Sejak meninggalkan tempat itu hari itu, He Yu belum pernah membuka kembali foto-foto ini.
Setelah hubungan mereka berakhir, He Yu tidak ingin lagi menyimpan perasaan apa pun terhadap Xie Qingcheng, sehingga ia tidak pernah melihat foto-foto itu lagi.
Namun kini, tanpa benar-benar memahami apa yang sedang dipikirkannya, ia membuka folder yang telah dikunci dengan keamanan tinggi. Di atas ranjang luas dalam kamar yang gelap tertutup tirai di vila, He Yu mengangkat ponselnya. Rasanya seperti ada sesuatu yang tiba-tiba menghantamnya dengan berat, menekan dadanya hingga sulit bernapas. Gambaran yang tersimpan dalam foto itu seakan membelenggunya, membangkitkan dorongan naluriah yang selama ini berusaha ia abaikan.
Dalam foto tersebut, tubuh Xie Qingcheng terbuka sepenuhnya. Rambutnya berantakan, jatuh ke dahinya, dan di sudut bibirnya masih terlihat bekas luka samar akibat gigitan He Yu saat mereka berciuman…
Sekejap saja He Yu melihatnya, ia langsung memejamkan mata dan mematikan ponselnya.
Dalam sekejap, tubuhnya dibanjiri keringat panas…
Apakah ia sudah kehilangan akal sehatnya?
...
Jantungnya terus berdebar.
Semakin lama, semakin cepat, semakin tidak masuk akal—hingga akhirnya ia merasa jijik terhadap dirinya sendiri.
Ia benar-benar sudah gila… Bagaimana mungkin? Bukankah ia bukan orang seperti itu?!
Ya, pasti karena kelelahan dan penyakitnya. Itu pasti yang membuat pikirannya kacau.

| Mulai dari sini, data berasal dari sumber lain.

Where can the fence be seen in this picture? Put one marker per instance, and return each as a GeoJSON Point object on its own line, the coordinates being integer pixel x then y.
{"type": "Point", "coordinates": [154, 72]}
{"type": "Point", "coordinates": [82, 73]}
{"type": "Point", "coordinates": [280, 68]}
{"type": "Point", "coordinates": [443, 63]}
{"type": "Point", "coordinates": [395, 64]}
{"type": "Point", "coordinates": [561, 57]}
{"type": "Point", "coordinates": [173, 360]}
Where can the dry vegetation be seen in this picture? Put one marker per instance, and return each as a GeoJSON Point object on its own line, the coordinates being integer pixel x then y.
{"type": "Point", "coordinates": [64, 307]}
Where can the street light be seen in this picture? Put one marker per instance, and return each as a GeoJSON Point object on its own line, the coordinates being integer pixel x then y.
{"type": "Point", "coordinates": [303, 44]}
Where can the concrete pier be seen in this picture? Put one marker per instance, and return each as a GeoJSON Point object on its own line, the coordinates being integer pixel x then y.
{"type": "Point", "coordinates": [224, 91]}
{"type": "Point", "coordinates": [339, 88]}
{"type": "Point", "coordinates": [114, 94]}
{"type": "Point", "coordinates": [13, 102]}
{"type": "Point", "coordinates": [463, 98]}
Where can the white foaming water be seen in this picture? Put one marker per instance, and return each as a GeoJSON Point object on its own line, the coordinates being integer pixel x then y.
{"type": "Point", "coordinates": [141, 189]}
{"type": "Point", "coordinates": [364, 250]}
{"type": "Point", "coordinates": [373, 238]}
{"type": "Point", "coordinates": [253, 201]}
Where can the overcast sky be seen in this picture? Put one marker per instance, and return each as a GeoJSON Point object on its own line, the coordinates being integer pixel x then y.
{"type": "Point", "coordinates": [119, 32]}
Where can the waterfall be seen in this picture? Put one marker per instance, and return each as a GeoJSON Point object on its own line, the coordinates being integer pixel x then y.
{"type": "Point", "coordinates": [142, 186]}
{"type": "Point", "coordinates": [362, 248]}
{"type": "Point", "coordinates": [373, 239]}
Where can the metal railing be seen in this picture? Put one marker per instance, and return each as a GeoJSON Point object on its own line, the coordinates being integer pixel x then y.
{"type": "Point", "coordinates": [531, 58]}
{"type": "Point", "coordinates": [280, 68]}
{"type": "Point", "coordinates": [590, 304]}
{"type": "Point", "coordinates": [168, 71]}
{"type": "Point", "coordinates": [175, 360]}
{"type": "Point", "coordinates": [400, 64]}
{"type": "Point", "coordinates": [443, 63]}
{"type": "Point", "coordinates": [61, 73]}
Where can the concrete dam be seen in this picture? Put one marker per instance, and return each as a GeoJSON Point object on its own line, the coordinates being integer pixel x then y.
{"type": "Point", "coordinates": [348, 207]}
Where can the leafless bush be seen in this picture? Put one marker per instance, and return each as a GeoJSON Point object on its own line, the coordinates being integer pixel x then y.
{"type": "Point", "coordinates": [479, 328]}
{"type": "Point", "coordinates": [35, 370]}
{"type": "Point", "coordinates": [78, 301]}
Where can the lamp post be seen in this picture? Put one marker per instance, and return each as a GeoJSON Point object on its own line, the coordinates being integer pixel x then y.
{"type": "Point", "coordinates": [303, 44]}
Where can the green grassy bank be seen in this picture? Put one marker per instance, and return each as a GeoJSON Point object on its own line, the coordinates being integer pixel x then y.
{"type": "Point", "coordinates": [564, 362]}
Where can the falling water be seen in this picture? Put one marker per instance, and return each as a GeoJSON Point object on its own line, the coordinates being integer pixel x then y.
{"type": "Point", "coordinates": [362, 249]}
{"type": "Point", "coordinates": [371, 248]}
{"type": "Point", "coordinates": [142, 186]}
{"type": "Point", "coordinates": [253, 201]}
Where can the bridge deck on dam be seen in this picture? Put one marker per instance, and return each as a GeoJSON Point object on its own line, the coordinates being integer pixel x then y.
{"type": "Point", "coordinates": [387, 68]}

Dengan wajah pucat, He Yu melemparkan ponselnya ke samping dan turun dari tempat tidur. Ia berjalan tanpa alas kaki menuju kamar mandi, masih terjebak dalam kabut pikirannya.
Suara air dingin mengalir terus-menerus selama lebih dari setengah jam sebelum akhirnya ia keluar.
Setelah itu, ia keluar dari aplikasi foto dan berbaring kembali di tempat tidur dengan rambut yang masih basah. Ia mencoba mengalihkan pikirannya dengan menggulir media sosial, berusaha keras mengusir pikirannya secepat mungkin.
Internet tidak pernah benar-benar sepi di malam hari; mereka yang terjaga justru tampak begitu hidup di dunia maya.
He Yu terus menggulir layar ponselnya hingga tiba-tiba menyadari bahwa, entah sejak kapan, ia telah mengetikkan nama "Xie Qingcheng" di kolom pencarian.
"..."
Terkadang, ketika seseorang benar-benar berada dalam keadaan santai, mereka akan melakukan hal seperti ini—tanpa sadar mencoret-coret nama yang terus terngiang di kepala mereka di atas kertas, atau mengetikkannya di papan ketik.
Namun bagi He Yu, tanpa sadar mengetikkan nama Xie Qingcheng tetaplah sesuatu yang sulit diterima. Ia benar-benar merasa hal itu terlalu konyol.
Saat kembali sadar, He Yu berniat menutup aplikasi tersebut. Namun, sebelum ia sempat melakukannya, pandangannya tiba-tiba tertuju pada sebuah unggahan.